One toward the back took out his handgun. It didn’t break as he raised it. Sparks. Mitosis had just been trying to reduce his numbers to make the copies more stable.
I cried out, jumping onto the desk. I had to drop my rifle to rip the board off the window.
A large crack sounded from behind. I felt an immediate thump in my right side, just under my arm—like someone had punched me.
Back in the factory, we would watch old movies every night, after work was done. They’d played on an old television hung from the cafeteria wall. Getting shot didn’t feel like it looked in those shows. I didn’t gasp and collapse to the ground. I didn’t even realize I’d been shot at first. I thought the clones had thrown something at me.

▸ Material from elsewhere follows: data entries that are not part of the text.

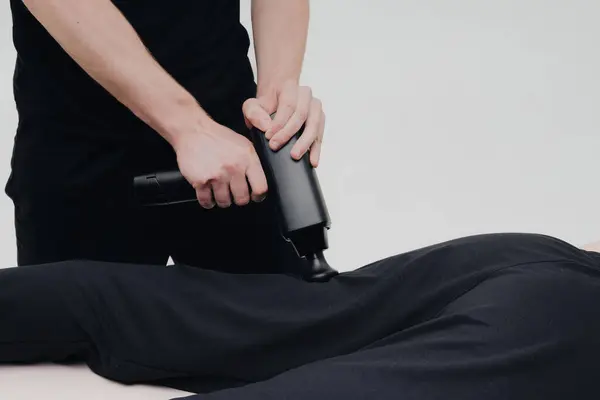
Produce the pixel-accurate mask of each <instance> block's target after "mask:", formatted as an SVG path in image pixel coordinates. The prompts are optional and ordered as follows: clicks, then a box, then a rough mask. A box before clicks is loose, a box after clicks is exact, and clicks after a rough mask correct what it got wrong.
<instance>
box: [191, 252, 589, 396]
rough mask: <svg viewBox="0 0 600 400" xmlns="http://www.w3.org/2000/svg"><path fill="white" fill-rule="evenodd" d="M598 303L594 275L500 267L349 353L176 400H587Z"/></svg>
mask: <svg viewBox="0 0 600 400" xmlns="http://www.w3.org/2000/svg"><path fill="white" fill-rule="evenodd" d="M599 300H600V270H596V271H589V270H586V267H584V266H581V265H577V264H573V263H572V262H570V261H557V262H548V263H545V262H541V263H532V264H529V263H528V264H522V265H519V266H515V267H512V268H511V267H509V268H506V269H502V270H499V271H498V272H496V273H494V274H492V275H491V276H490V277H488V278H487V279H486V280H485V281H484V282H482V283H480V284H478V285H477V286H476V287H474V288H473V289H471V290H469V291H468V292H466V293H465V294H464V295H462V296H460V297H458V298H457V299H456V300H454V301H451V302H450V303H449V305H448V306H447V307H445V308H444V309H443V311H441V312H440V313H439V314H438V315H436V316H435V317H433V318H431V319H428V320H426V321H422V322H419V323H416V324H414V325H412V326H411V327H409V328H407V329H404V330H401V331H399V332H397V333H395V334H392V335H390V336H388V337H386V338H384V339H382V340H379V341H377V342H375V343H373V344H371V345H369V346H366V347H365V348H364V349H361V350H359V351H357V352H354V353H352V354H348V355H343V356H339V357H334V358H332V359H329V360H325V361H319V362H316V363H311V364H308V365H304V366H302V367H299V368H296V369H293V370H291V371H288V372H284V373H282V374H280V375H278V376H276V377H274V378H272V379H269V380H267V381H264V382H259V383H255V384H251V385H247V386H244V387H242V388H233V389H227V390H222V391H218V392H213V393H210V394H206V395H200V396H189V397H186V398H185V399H186V400H187V399H189V400H193V399H198V400H242V399H243V400H259V399H260V400H271V399H273V400H275V399H283V398H284V399H286V400H296V399H297V400H301V399H302V400H304V399H313V400H330V399H353V400H363V399H364V400H367V399H373V398H376V399H378V400H379V399H381V400H388V399H389V400H392V399H393V400H395V399H402V400H438V399H460V400H480V399H489V400H508V399H510V400H537V399H539V400H542V399H544V400H564V399H571V398H572V399H582V400H585V399H589V400H592V399H597V398H599V396H600V386H599V385H598V379H599V377H600V369H599V368H598V359H599V357H600V340H598V337H599V336H598V335H600V311H599V310H598V308H597V307H596V304H597V303H598V301H599ZM182 399H183V398H182Z"/></svg>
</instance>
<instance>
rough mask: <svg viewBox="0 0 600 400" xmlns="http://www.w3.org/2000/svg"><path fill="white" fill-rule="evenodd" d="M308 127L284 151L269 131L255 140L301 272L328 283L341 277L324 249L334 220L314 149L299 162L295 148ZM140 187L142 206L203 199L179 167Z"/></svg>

No pain. Just heat on my side.
That was the blood.
I stared down at the wound. The bullet had ripped out a chunk of flesh just beneath my armpit before cutting through my upper arm. It was messy, all warm and wet. My hand didn’t work right, wouldn’t grip.
I’d been shot. Calamity … I’d been shot.
For a terrifying moment, that was all I could think about. People died when they got shot. I started to shake; the room seemed to be trembling. I was going to die.
Another shot bounced off the wall beside my head.
You’ll die way sooner if you don’t move! a piece of me thought. Now!
I spun and threw my mobile at Mitosis. That worked; when the music got close, his clone wavered and melted. The mobile came to rest in the doorway, warding off those outside. I still had in my earpiece, though, which was connected wirelessly.